Pflegereform: SPD, VdK und Wohneigentumsverband kritisieren CDU-Plan zur Pflegefinanzierung durch Eigenheim

In der Debatte um die Reform der Pflegeversicherung kritisiert die SPD den Vorschlag von Unions-Fraktionsvize Albert Stegemann (CDU), für die Kosten der Pflege im Alter auch Wohneigentum heranzuziehen.

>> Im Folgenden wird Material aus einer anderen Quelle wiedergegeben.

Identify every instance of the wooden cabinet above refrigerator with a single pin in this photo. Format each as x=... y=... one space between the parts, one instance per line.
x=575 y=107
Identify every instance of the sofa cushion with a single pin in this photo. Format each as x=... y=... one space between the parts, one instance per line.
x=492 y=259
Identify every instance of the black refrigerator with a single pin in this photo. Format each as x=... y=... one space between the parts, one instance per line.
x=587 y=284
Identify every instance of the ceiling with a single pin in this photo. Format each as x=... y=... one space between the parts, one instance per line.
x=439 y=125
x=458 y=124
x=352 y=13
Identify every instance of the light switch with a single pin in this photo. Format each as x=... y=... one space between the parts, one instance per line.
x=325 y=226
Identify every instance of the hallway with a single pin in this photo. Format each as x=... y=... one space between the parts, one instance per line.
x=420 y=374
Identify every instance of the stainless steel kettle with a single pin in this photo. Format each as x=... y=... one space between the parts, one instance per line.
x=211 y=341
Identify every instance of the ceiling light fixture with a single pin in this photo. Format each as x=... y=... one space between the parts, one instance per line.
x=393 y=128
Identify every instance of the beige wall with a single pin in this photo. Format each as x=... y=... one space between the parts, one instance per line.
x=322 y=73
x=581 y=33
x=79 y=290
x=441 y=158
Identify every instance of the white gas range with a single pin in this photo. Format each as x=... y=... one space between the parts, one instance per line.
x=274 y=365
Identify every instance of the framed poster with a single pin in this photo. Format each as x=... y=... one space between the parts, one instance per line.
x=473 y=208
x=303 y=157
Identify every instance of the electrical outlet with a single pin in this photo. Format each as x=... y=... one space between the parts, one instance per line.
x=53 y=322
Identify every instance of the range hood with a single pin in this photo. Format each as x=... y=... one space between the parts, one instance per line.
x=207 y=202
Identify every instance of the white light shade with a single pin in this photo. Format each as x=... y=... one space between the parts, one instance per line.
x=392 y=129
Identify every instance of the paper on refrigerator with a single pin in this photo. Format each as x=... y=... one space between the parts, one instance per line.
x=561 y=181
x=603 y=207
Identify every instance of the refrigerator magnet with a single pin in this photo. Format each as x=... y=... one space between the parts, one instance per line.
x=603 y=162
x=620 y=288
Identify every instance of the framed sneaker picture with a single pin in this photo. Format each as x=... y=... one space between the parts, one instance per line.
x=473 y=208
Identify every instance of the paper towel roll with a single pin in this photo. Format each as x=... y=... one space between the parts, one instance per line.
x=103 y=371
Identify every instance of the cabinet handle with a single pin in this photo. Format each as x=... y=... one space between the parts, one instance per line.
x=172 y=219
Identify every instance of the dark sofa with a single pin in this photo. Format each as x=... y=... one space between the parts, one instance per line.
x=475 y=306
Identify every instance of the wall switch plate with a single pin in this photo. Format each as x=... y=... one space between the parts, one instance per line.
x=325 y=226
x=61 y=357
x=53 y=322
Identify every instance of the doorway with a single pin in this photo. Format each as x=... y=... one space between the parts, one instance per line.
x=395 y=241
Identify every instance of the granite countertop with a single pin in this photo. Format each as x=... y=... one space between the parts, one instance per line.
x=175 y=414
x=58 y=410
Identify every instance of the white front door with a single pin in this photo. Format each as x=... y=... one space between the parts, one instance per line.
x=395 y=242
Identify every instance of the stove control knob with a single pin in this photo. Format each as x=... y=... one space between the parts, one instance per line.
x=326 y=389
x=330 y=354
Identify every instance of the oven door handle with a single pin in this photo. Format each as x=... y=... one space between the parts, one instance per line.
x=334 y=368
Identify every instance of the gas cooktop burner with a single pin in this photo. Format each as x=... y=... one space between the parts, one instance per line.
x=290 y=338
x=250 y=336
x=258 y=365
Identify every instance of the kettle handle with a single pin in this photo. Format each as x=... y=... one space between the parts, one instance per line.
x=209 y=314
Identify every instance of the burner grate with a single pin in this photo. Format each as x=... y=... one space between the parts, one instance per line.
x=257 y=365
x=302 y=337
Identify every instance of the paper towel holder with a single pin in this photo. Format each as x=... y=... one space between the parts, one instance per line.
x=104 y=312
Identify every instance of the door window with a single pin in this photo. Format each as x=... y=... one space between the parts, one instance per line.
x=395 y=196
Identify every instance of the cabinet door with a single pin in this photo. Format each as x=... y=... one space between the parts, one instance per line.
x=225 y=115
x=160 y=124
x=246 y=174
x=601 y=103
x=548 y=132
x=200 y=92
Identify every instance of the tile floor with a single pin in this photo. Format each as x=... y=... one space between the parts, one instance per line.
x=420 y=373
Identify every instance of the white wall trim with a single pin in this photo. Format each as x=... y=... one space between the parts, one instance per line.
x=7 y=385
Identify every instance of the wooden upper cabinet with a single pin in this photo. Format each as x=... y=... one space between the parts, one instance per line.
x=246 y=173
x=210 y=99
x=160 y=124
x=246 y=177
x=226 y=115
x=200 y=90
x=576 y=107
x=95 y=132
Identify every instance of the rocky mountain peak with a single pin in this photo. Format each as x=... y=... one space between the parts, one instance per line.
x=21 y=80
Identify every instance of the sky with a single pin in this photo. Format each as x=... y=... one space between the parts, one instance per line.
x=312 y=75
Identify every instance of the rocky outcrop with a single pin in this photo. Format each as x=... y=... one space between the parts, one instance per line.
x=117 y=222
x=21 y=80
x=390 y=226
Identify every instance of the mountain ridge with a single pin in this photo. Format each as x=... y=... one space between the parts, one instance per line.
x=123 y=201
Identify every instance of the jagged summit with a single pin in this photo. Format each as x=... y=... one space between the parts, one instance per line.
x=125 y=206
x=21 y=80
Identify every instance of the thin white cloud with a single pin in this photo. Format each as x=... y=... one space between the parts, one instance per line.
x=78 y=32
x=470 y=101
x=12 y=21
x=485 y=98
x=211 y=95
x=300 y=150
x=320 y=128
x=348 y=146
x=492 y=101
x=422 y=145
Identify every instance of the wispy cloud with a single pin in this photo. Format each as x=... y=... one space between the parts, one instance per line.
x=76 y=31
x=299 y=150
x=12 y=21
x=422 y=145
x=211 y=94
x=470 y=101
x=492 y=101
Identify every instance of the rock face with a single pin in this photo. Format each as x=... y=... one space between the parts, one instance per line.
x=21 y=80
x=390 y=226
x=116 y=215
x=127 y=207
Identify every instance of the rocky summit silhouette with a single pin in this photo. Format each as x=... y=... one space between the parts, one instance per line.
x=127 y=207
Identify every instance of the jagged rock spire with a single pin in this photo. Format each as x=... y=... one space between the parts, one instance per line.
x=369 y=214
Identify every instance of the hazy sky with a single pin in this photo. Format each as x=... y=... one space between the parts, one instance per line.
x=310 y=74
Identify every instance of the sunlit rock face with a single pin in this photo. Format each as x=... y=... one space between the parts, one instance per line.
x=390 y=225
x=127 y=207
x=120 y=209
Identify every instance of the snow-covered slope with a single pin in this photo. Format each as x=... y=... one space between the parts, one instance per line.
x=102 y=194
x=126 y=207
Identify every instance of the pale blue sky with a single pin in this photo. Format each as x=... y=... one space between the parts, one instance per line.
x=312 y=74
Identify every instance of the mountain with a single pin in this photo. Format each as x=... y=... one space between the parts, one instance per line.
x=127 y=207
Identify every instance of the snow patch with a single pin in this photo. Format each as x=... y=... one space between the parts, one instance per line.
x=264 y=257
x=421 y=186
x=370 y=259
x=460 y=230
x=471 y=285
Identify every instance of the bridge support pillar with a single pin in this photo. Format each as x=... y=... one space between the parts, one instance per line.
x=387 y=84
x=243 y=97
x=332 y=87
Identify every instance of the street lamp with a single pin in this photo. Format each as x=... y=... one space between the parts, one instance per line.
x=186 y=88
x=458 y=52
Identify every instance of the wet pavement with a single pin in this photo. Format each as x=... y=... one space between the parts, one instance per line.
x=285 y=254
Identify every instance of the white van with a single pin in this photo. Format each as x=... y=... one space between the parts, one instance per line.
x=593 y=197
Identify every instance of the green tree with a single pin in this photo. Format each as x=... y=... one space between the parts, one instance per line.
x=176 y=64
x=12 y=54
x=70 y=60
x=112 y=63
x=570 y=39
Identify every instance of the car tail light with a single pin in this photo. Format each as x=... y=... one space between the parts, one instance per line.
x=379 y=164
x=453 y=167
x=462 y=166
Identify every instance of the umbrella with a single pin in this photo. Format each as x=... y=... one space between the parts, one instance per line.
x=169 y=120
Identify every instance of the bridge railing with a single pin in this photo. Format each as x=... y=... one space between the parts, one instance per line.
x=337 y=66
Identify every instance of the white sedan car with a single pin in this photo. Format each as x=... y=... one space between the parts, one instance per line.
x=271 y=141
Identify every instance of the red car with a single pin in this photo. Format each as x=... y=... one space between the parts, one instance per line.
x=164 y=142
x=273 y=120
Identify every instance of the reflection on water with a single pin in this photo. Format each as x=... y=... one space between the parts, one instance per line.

„Wer fordert, selbstgenutztes Wohneigentum oder private Rücklagen künftig stärker zur Finanzierung von Pflege heranzuziehen, muss den Menschen ehrlich sagen, was das konkret bedeutet“, sagte der gesundheitspolitische Sprecher der SPD-Fraktion im Bundestag, Christos Pantazis, den Zeitungen der Funke-Mediengruppe (Freitagausgaben).

Für viele Familien sei das Eigenheim keine Luxusreserve, „sondern Ergebnis jahrzehntelanger Arbeit und ein zentraler Bestandteil ihrer Altersvorsorge“, so Pantazis. Die Menschen erwarteten zu Recht Verlässlichkeit und Sicherheit, wenn sie im Alter auf Pflege angewiesen seien – und nicht die Sorge, ihr Zuhause oder ihre Lebensleistung zu verlieren.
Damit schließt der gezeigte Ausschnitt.